That promise was deeply rooted into Micah’s consciousness.  As he thought and prayed about the situation that Judah faced in his days Micah could not get away from the thought that an all powerful, faithful God would not make a promise to His people that He could not, or would not keep.  All that they were about to face would serve to lead to the fulfillment of this promise.  They would be scattered into exile.  Many of them would not return, some would but others would remain scattered.  God’s promise would remain true.  When the Messiah came and set up His Kingdom they would be part of it.  Micah focuses his attention upon it and he sees three key points which must guide our understanding of the Lord’s purposes for those who are part of His Church.

1)      The remnant will be like dew from the Lord.  In Palestine the dew is heavy, and during the dry season it is a great blessing.  It comes without our working for it.  So too does the grace of God come upon us as a consequence of the Kingdom of God.  Wherever we are there is blessing upon the people.  Christians are a blessing as they pray for and minister to the people they encounter.
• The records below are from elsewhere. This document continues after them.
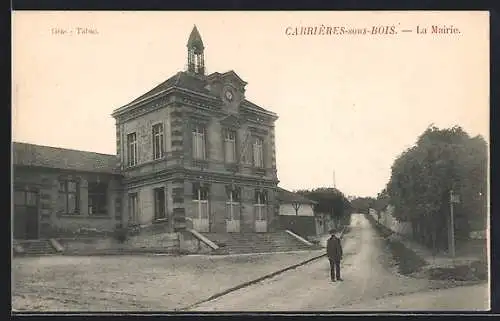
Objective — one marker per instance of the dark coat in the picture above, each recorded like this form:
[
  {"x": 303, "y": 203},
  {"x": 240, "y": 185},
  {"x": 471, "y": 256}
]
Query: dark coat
[{"x": 334, "y": 248}]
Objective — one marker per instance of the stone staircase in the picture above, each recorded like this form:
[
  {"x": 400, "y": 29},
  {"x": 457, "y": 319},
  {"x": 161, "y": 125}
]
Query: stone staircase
[
  {"x": 239, "y": 243},
  {"x": 33, "y": 247}
]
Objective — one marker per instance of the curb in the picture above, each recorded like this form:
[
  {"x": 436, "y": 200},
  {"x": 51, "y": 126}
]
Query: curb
[{"x": 243, "y": 285}]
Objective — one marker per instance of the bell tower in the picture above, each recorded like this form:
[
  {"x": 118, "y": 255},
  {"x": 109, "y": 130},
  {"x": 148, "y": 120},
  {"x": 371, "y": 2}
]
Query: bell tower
[{"x": 196, "y": 59}]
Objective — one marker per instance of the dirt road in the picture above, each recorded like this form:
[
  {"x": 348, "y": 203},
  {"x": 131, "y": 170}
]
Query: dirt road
[{"x": 367, "y": 279}]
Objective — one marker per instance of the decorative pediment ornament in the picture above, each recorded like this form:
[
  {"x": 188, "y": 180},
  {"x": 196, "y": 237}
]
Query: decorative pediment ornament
[
  {"x": 231, "y": 121},
  {"x": 258, "y": 130},
  {"x": 234, "y": 78}
]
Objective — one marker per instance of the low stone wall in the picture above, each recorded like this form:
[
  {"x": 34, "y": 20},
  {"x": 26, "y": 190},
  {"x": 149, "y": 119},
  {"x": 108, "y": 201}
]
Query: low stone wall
[
  {"x": 178, "y": 243},
  {"x": 80, "y": 244},
  {"x": 190, "y": 244},
  {"x": 301, "y": 225}
]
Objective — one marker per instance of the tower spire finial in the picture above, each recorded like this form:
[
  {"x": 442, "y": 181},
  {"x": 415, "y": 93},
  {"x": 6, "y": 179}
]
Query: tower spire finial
[{"x": 196, "y": 60}]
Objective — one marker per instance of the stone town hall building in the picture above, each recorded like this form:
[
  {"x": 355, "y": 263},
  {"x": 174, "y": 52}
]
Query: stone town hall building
[{"x": 191, "y": 153}]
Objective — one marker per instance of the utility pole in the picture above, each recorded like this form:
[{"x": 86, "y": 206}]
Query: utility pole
[{"x": 453, "y": 199}]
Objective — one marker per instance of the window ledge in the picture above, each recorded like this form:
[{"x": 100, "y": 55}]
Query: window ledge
[{"x": 84, "y": 216}]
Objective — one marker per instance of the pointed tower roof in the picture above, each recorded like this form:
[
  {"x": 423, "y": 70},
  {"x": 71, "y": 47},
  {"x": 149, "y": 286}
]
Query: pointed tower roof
[{"x": 195, "y": 39}]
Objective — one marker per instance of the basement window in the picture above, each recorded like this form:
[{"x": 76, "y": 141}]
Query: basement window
[{"x": 98, "y": 199}]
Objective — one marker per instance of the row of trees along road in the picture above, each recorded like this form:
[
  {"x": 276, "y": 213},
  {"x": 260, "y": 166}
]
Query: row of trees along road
[
  {"x": 331, "y": 201},
  {"x": 423, "y": 176}
]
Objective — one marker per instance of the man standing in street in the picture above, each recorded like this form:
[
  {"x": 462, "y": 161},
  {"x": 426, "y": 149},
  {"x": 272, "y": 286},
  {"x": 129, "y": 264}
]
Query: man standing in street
[{"x": 334, "y": 253}]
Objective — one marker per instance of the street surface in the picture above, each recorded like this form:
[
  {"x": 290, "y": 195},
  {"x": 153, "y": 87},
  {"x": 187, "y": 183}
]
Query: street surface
[{"x": 369, "y": 283}]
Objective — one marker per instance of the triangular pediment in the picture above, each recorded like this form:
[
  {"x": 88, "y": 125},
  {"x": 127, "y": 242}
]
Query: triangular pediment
[
  {"x": 233, "y": 77},
  {"x": 231, "y": 121}
]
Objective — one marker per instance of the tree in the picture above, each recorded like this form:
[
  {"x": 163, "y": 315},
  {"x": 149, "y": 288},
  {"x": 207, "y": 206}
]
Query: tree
[
  {"x": 332, "y": 201},
  {"x": 423, "y": 175}
]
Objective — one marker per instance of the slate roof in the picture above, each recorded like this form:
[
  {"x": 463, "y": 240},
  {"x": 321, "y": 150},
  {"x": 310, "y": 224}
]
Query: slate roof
[
  {"x": 188, "y": 81},
  {"x": 286, "y": 196},
  {"x": 181, "y": 80},
  {"x": 24, "y": 154}
]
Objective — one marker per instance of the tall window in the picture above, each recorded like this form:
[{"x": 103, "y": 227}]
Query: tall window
[
  {"x": 199, "y": 142},
  {"x": 230, "y": 146},
  {"x": 158, "y": 141},
  {"x": 133, "y": 203},
  {"x": 258, "y": 156},
  {"x": 132, "y": 149},
  {"x": 260, "y": 205},
  {"x": 98, "y": 198},
  {"x": 159, "y": 196},
  {"x": 232, "y": 203},
  {"x": 68, "y": 197},
  {"x": 200, "y": 198}
]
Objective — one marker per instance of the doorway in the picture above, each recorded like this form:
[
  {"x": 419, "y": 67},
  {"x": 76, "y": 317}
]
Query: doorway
[{"x": 26, "y": 219}]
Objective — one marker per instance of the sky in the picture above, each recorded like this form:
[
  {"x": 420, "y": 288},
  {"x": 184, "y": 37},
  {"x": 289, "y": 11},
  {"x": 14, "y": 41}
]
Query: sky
[{"x": 348, "y": 105}]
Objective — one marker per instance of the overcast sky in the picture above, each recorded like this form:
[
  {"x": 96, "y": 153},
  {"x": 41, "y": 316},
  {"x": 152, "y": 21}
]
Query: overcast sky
[{"x": 346, "y": 103}]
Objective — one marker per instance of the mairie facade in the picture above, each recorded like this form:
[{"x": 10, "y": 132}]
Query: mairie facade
[{"x": 191, "y": 153}]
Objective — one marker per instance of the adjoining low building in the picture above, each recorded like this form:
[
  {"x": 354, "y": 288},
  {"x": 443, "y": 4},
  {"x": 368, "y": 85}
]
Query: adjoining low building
[
  {"x": 296, "y": 213},
  {"x": 60, "y": 192}
]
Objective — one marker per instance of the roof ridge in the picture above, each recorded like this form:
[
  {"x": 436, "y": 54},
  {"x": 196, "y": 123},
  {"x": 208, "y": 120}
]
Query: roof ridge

2)      The remnant will be like a lion among us, mauling and mangling all it encounters.  Again the image suggests something which is uncontrollable.   Having the Church among us brings us to a point of decision.  How we respond to the Gospel of the Lord Jesus Christ, as it lived and proclaimed by His people will determine how God treats us.  To reject Him is to experience a cursing, a judgment from God.

3)      Micah goes on to say that the final element of this Kingdom of the Messiah will be that the people of that Kingdom will be refined by God.  He will remove and destroy everything that we find ourselves trusting in that is not Him.  At the heart of the Gospel is the call to repent and to seek first, and only, the Kingdom of God.  That is, to seek Him alone.  We live in a culture that seeks so many other things.  Our hopes, dreams, and security are anchored on all kinds of “other things”.  We must seek Him alone.

Micah saw this for us.  He calls us to really be part of the Messiah’s Kingdom.  There really is no other way forward for us.